O balanço mostra que, em 2019, o país com maior crescimento será Dominica (9%), seguido por Antígua e Barbuda (6,2%), República Dominicana (4,8%) e Guiana (4,5%). Por outro lado, a Venezuela registrará o maior declínio, com uma contração de -25,5%, seguida pela Nicarágua (-5,3%), Argentina (-3,0%) e Haiti (-0,7%). A América Central crescerá 2,4%; o Caribe 1,4% e a América do Sul se contrairá -0,1%.

A divulgação do novo estudo, intitulado Balanço Preliminar das Economias da América Latina e Caribe 2019, ocorreu hoje (12), em Santiago do Chile. Alícia Bárcena, secretária-executiva do organismo, reforçou a importância do papel do Estado na recuperação do crescimento regional.

"O papel do Estado é fundamental. Necessitamos que os países revisem suas políticas. O mercado não resolverá tudo sozinho. Devemos priorizar políticas de desenvolvimento sustentável. Estamos em um péssimo momento, o pior dos últimos 70 anos, e temos que resolver crescimento, desigualdade e sustentabilidade ambiental", afirmou Alícia, durante divulgação do informe.

Ela apontou três sinais importantes de estancamento e incertezas para o crescimento da região. Em primeiro lugar, em 2019, a economia mundial cresceu em sua menor taxa desde a crise financeira global e, para 2020, não se esperam melhoras significativas. Em segundo lugar, o comércio mundial se mostra cada vez mais frágil em meio às tensões comerciais. A economia da China e dos Estados Unidos, os dois principais parceiros comerciais da região, também desacelerou. E, em terceiro, se acentuam vulnerabilidades financeiras. A esse contexto ainda se somam crescentes e urgentes demandas sociais e pressões para aumentar a inclusão social, tanto em ingressos como em bens públicos.

"A região não aguenta uma política de reajustes e requer políticas para estimular o crescimento e reduzir a desigualdade. A desigualdade é ineficiente e atenta contra o crescimento, está no coração do descontentamento social pela piora do emprego, por insuficientes ingressos, pela debilidade na provisão de bens públicos e pela baixa proteção social", afirmou Alícia.

O relatório traz ainda sinais de alerta para a região. Em 2019, registrou-se o sexto ano de baixo crescimento na região, situação que se manterá em 2020. Além disso, o PIB per capita diminui 4% entre 2014 e 2019. Há um menor volume de comércio.
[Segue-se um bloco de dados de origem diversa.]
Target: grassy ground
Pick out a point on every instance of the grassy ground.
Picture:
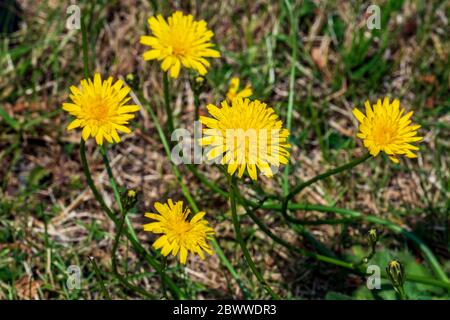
(319, 53)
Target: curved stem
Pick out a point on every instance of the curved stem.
(169, 114)
(324, 175)
(99, 278)
(137, 246)
(428, 254)
(115, 188)
(121, 278)
(241, 242)
(355, 268)
(290, 108)
(223, 259)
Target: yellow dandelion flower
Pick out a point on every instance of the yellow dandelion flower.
(234, 87)
(180, 41)
(178, 234)
(100, 109)
(245, 135)
(386, 127)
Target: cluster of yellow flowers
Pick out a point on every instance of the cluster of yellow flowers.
(101, 109)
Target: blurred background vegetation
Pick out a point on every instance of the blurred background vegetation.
(49, 219)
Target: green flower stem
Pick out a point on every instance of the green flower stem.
(324, 175)
(121, 278)
(169, 114)
(136, 244)
(223, 259)
(131, 236)
(294, 43)
(196, 106)
(428, 254)
(85, 48)
(354, 215)
(237, 229)
(99, 278)
(355, 268)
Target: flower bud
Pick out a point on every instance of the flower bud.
(396, 273)
(129, 199)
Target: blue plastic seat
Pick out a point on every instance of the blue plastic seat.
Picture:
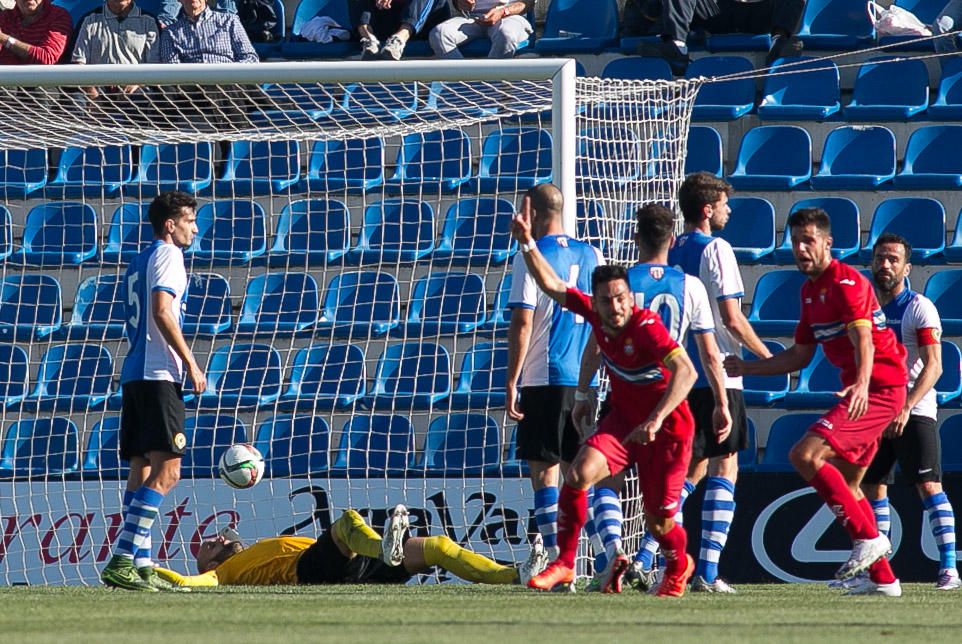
(207, 308)
(856, 157)
(926, 165)
(725, 100)
(378, 445)
(836, 25)
(22, 172)
(241, 376)
(256, 168)
(773, 157)
(921, 220)
(846, 228)
(888, 89)
(482, 377)
(579, 27)
(776, 303)
(58, 234)
(810, 93)
(704, 151)
(311, 232)
(477, 231)
(91, 172)
(277, 304)
(30, 307)
(445, 303)
(514, 159)
(352, 166)
(394, 230)
(72, 377)
(325, 377)
(360, 303)
(431, 162)
(293, 446)
(410, 375)
(230, 231)
(462, 444)
(750, 229)
(39, 447)
(174, 166)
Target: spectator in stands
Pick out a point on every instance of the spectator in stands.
(202, 35)
(502, 21)
(34, 32)
(395, 22)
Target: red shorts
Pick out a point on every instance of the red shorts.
(662, 464)
(856, 441)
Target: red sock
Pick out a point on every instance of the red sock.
(881, 571)
(831, 486)
(673, 544)
(572, 514)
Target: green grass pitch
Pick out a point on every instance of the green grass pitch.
(358, 614)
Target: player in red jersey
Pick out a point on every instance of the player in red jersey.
(649, 423)
(839, 311)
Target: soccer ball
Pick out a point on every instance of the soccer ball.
(241, 466)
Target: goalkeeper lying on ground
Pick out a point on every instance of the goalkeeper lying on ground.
(351, 552)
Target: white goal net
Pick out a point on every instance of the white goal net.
(347, 288)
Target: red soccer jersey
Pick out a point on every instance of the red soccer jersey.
(634, 359)
(838, 300)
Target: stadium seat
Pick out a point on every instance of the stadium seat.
(889, 89)
(293, 446)
(22, 172)
(513, 159)
(926, 165)
(579, 27)
(462, 445)
(750, 229)
(376, 445)
(784, 433)
(325, 377)
(352, 166)
(96, 172)
(360, 303)
(410, 375)
(704, 153)
(30, 307)
(207, 308)
(394, 230)
(943, 288)
(482, 377)
(311, 232)
(811, 93)
(277, 304)
(208, 436)
(445, 303)
(58, 234)
(241, 376)
(230, 232)
(259, 168)
(722, 100)
(430, 162)
(835, 25)
(174, 166)
(856, 157)
(846, 228)
(921, 220)
(477, 231)
(765, 390)
(39, 447)
(72, 377)
(99, 311)
(776, 302)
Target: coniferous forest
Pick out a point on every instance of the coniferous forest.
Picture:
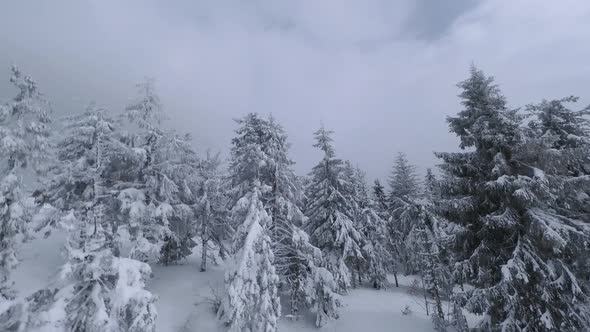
(493, 238)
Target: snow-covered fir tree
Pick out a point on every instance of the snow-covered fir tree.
(403, 196)
(403, 182)
(252, 301)
(24, 145)
(380, 199)
(212, 210)
(163, 199)
(331, 213)
(558, 142)
(96, 290)
(260, 155)
(431, 186)
(311, 284)
(297, 261)
(517, 252)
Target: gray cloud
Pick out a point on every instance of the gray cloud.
(380, 73)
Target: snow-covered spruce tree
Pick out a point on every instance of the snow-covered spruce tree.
(260, 155)
(558, 142)
(431, 186)
(164, 182)
(424, 244)
(330, 213)
(380, 200)
(311, 284)
(404, 192)
(295, 263)
(517, 253)
(24, 144)
(252, 301)
(212, 208)
(403, 182)
(377, 255)
(355, 190)
(97, 290)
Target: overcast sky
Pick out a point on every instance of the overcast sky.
(380, 73)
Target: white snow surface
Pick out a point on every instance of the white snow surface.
(184, 294)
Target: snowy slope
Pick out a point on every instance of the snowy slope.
(183, 294)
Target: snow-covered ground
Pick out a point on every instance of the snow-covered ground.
(183, 293)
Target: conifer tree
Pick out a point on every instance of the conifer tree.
(380, 199)
(252, 302)
(403, 183)
(96, 290)
(212, 208)
(513, 249)
(24, 144)
(330, 212)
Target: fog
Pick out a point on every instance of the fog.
(380, 73)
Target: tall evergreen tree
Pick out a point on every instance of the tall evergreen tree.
(212, 208)
(380, 199)
(97, 290)
(255, 306)
(514, 249)
(331, 213)
(24, 145)
(252, 301)
(403, 182)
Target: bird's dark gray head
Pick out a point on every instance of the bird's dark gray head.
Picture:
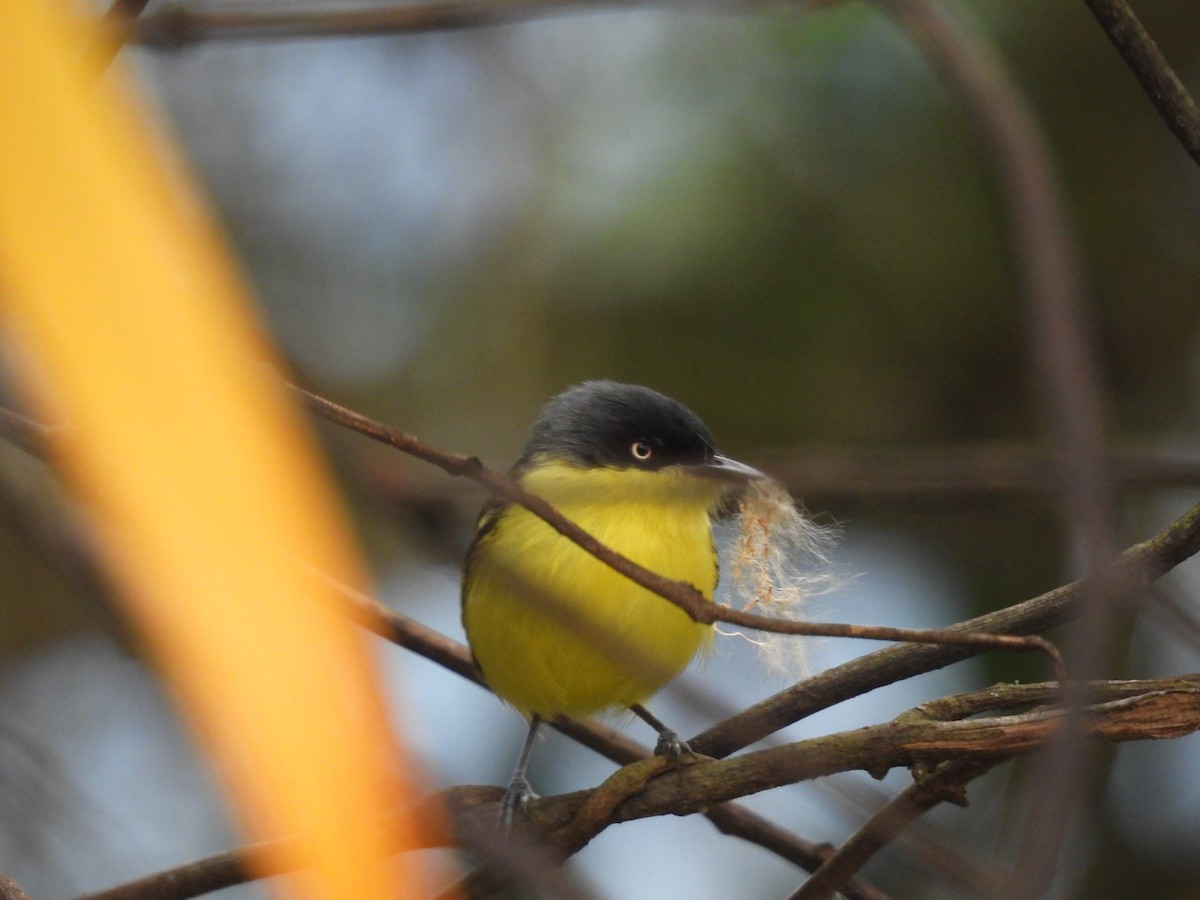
(618, 426)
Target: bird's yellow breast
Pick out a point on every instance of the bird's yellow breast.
(556, 630)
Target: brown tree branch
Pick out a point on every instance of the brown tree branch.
(1164, 709)
(1138, 567)
(947, 783)
(177, 25)
(1067, 377)
(1147, 63)
(683, 595)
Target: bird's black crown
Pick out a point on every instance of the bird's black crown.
(619, 426)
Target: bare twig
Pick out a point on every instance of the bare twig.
(683, 595)
(947, 783)
(1138, 567)
(960, 472)
(1066, 375)
(195, 879)
(1158, 713)
(177, 25)
(1162, 85)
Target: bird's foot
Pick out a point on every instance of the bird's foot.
(517, 797)
(672, 747)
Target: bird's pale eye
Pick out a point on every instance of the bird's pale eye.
(641, 450)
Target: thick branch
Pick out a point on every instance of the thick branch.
(683, 595)
(948, 783)
(1162, 85)
(1162, 712)
(1137, 568)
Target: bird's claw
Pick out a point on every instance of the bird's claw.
(516, 797)
(672, 747)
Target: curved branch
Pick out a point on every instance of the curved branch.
(948, 783)
(682, 594)
(1137, 568)
(1165, 709)
(1158, 79)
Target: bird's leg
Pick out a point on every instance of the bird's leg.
(670, 744)
(520, 791)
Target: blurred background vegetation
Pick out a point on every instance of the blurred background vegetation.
(777, 215)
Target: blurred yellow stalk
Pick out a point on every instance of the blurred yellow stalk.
(127, 323)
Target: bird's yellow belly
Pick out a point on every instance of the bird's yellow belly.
(586, 639)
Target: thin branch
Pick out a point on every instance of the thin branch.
(683, 595)
(115, 28)
(202, 876)
(1138, 567)
(1158, 713)
(177, 25)
(1162, 85)
(730, 819)
(960, 472)
(948, 783)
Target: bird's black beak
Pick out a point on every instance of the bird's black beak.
(726, 469)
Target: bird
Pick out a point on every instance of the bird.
(555, 630)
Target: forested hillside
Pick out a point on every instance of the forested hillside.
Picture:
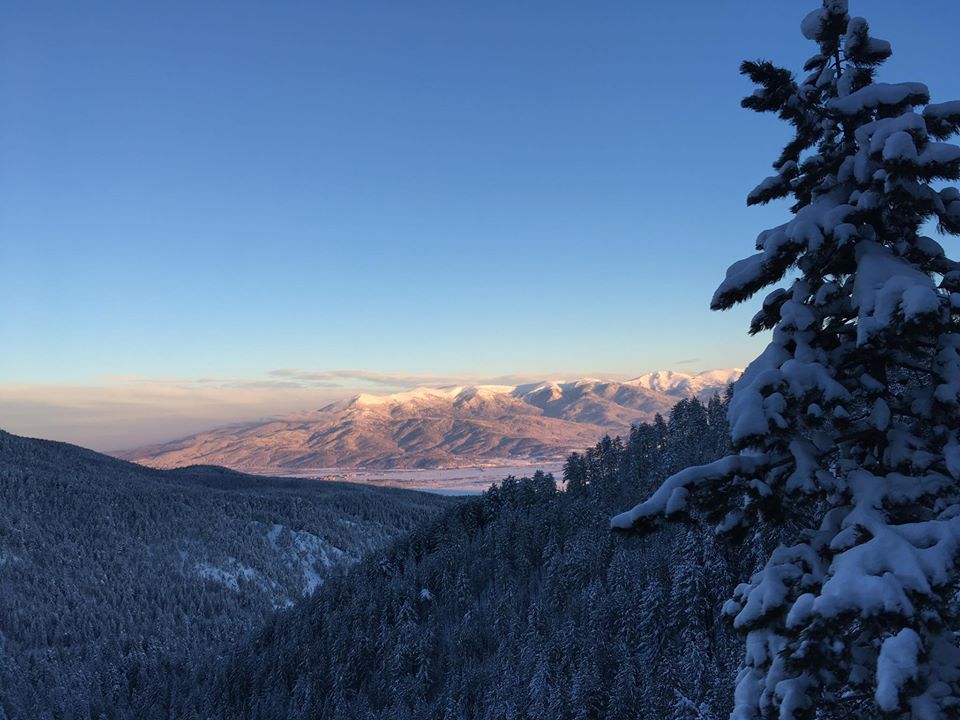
(519, 604)
(120, 586)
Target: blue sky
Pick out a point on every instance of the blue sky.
(219, 190)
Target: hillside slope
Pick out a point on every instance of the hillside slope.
(439, 427)
(518, 604)
(118, 583)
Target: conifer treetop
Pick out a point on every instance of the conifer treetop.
(846, 426)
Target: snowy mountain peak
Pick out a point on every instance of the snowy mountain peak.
(681, 384)
(452, 426)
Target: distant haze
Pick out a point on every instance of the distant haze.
(443, 427)
(117, 413)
Consumo e investimento desaceleram ou se contraem. Há uma baixa contribuição do gasto público ao crescimento e se reduz o crédito interno.

DESEMPREGO.
A América Latina e o Caribe registraram este ano um milhão a mais de desocupados e chegaram a um novo recorde: 25,2 milhões de pessoas sem emprego. A taxa de desocupação aumentou de 8% para 8,2%. Além disso, registrou-se uma piora na qualidade dos empregos na maioria dos países e um aumento no trabalho informal (3%) que representa o dobro da alta do emprego formal (1,5%).

Em 9 dos 12 países para os quais existe informação disponível, o emprego no setor da agricultura diminuiu, as únicas exceções são o Brasil (com um leve aumento de 0,3%), Equador e Peru.

Para a Cepal, é necessário que a região tenha estímulos fiscais (e não reajustes fiscais) acompanhados de políticas de sustentabilidade fiscal para diminuir a capacidade ociosa. Estímulos centrados em aumentos da carga tributária, maior progressividade em estrutura tributária e reformas nos sistemas de proteção social.

Segundo o relatório, apesar das dificuldades e limitações atualmente enfrentadas, ao contrário de anos anteriores, a maioria dos países da região está com índices de inflação em níveis historicamente baixos (2,6% a média regional, sem considerar Venezuela, Argentina e Haiti). Além disso, contam com reservas internacionais relativamente altas e, em geral, as economias mantêm acesso aos mercados financeiros internacionais. Para a Cepal, essas condições favorecem a capacidade de implementar políticas macroeconômicas destinadas a reverter o atual cenário de baixo crescimento.